When I was in college I came home to the desert to take summer jobs. One summer my brother and I worked for a hydroponic farmer putting in tomato plants. Hydroponics is a style of farming that avoids the use of soil. The plants are situated in gravel or some such inert composite. Nutrient rich water would be washed through the roots of the plants several times a day. It was a way of farming that helped to avoid plant damage by disease and pests. If you've ever seen a tomato worm, you know how important it is to avoid them.
We started at the site just before sunrise every day, shoveling gravel, pushing wheelbarrows full of seedlings, tying up tiny tomato plants and other tedious and laborious jobs in the hundred-degree heat. Our supervisor on the job was an old farmer who wore overalls and a straw hat and was in the habit of sitting in the shade and pointing and shouting at his younger slaves. I'm not sure how we got the job. I must have unknowingly hurt the feelings of one of my friends who, for revenge, recommended me to farmer John.

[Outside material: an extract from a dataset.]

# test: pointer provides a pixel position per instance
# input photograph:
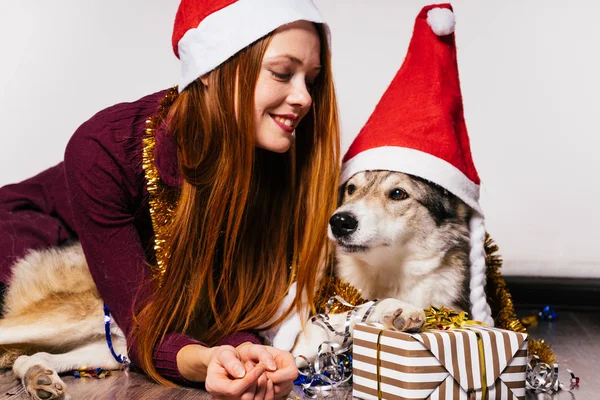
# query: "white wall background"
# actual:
(529, 73)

I had worked at other summer jobs; lifeguard at a pool and lake, usher at a movie theater, supervisor for a recreation playground. But never anything as hot and difficult as hydroponic farming. That summer job became a touchstone for me. When later in life I fell into some work that I didn’t like, I could always say to myself: ‘at least it’s not hydroponic farming in hundred degree temperatures.’